There are tons of parsers available.
markup is simple:
(this_is_the_tag
this is all data
(except_this_is_a_nested_tag with still more data))
Even better still, there are customizable parsers available that can treat these S-Expression as data OR interpret them as program OR a combination of both. One such parser is called "Lisp". Once again, several implementations are available.
Note that things like S-Expressions and Lisp have only been around for 40 years so you might want to give these technologies some time to mature.
It's occurred to me maybe we are being too diligent in actually validating the schema itself, but I'm wondering what others think?

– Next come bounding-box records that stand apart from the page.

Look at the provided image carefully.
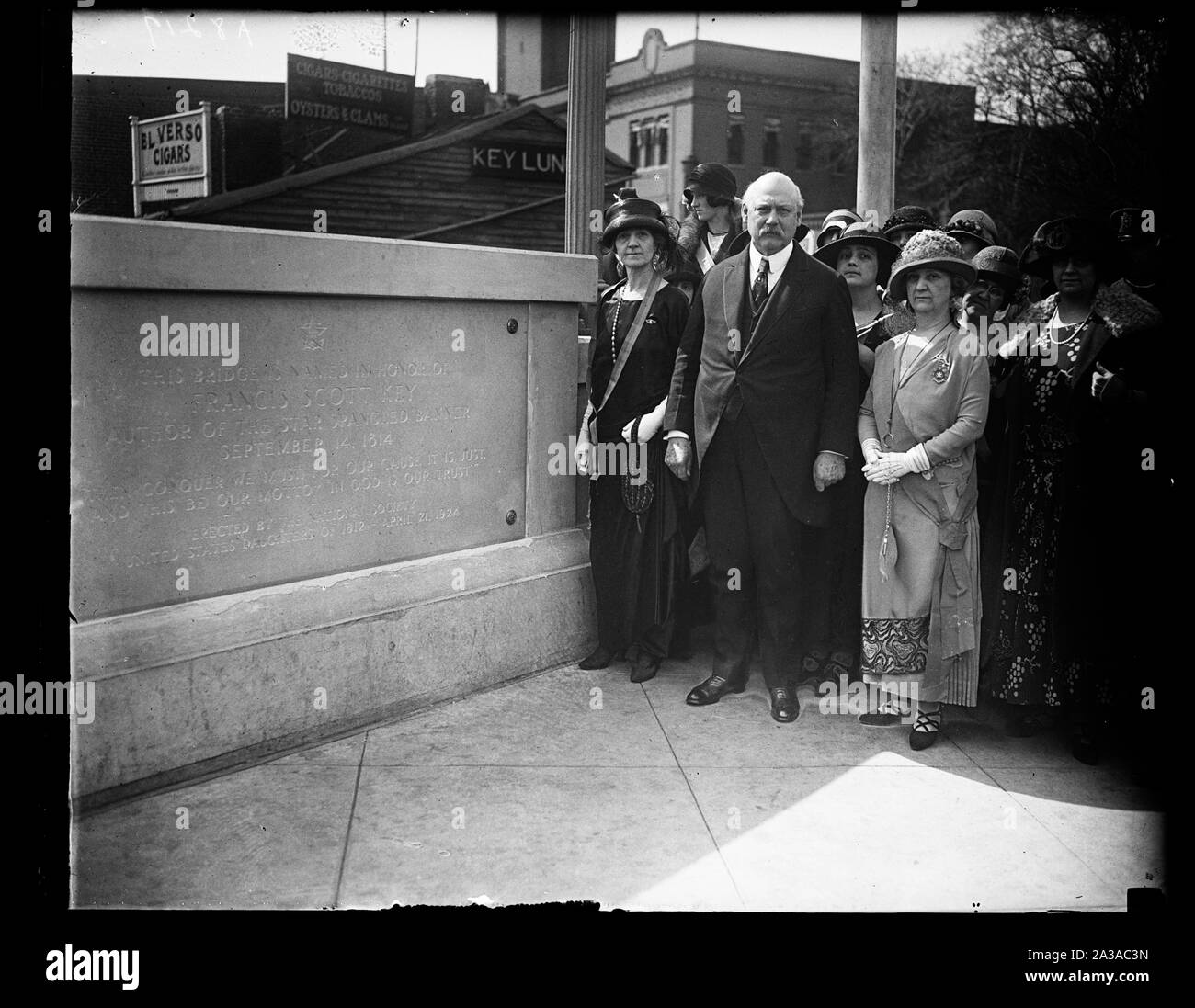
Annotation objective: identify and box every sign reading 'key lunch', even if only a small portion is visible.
[287,52,415,135]
[470,143,564,182]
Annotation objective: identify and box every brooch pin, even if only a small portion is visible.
[929,354,950,385]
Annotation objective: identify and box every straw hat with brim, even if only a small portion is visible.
[817,207,863,248]
[888,230,975,302]
[601,188,668,248]
[814,221,900,284]
[1019,218,1112,279]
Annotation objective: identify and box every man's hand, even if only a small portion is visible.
[665,437,693,481]
[814,451,846,493]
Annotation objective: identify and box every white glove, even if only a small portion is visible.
[863,445,929,486]
[622,399,668,445]
[863,437,880,466]
[573,427,592,477]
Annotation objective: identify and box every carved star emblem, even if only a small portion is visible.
[299,319,327,350]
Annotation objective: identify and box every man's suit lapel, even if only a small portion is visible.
[738,244,809,368]
[722,248,750,352]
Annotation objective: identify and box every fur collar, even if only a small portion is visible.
[1016,284,1162,337]
[677,199,744,258]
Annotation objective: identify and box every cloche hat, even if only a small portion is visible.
[1019,218,1112,279]
[601,188,670,248]
[944,210,998,246]
[814,219,900,286]
[881,207,939,238]
[682,161,738,203]
[972,244,1020,290]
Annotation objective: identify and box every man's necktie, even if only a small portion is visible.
[750,259,768,314]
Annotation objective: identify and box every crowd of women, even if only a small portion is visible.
[577,164,1174,764]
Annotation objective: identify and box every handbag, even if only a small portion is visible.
[622,417,656,515]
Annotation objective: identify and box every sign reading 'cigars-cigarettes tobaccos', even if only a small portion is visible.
[286,52,415,136]
[72,289,527,618]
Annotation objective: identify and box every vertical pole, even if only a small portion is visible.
[856,15,896,224]
[564,15,609,255]
[129,116,141,218]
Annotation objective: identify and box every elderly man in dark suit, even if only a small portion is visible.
[664,172,859,724]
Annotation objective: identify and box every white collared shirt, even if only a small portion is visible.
[749,242,792,294]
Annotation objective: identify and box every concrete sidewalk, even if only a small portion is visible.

I can't believe nobody's mentioned this yet. Microsoft has a tool that will do several things:
This makes writing your XSD almost trivial. The code-generation capabilities are very powerful, as well, as you can generate runtime classes for serialization/deserialization or classes derived from DataSet so you can treat XML files like any other database, etc. It's very useful if you're doing any
I'd be very surprised if there weren't other tools out there doing similar things. I simply mentioned xsd.exe because that's what I'm familiar with.
Great thing about Lisp, is if you need to convert your communications, you can write Lisp against it to convert it while you convert your Lisp source.. easily.
I plopped an XSLT processor in front of it. Took minutes to implement. In the mean time, I was able to properly rewrite the XML producing code. So I had some flexibility in terms of patching the protocol quickly, while taking the weeks I needed to fix things right.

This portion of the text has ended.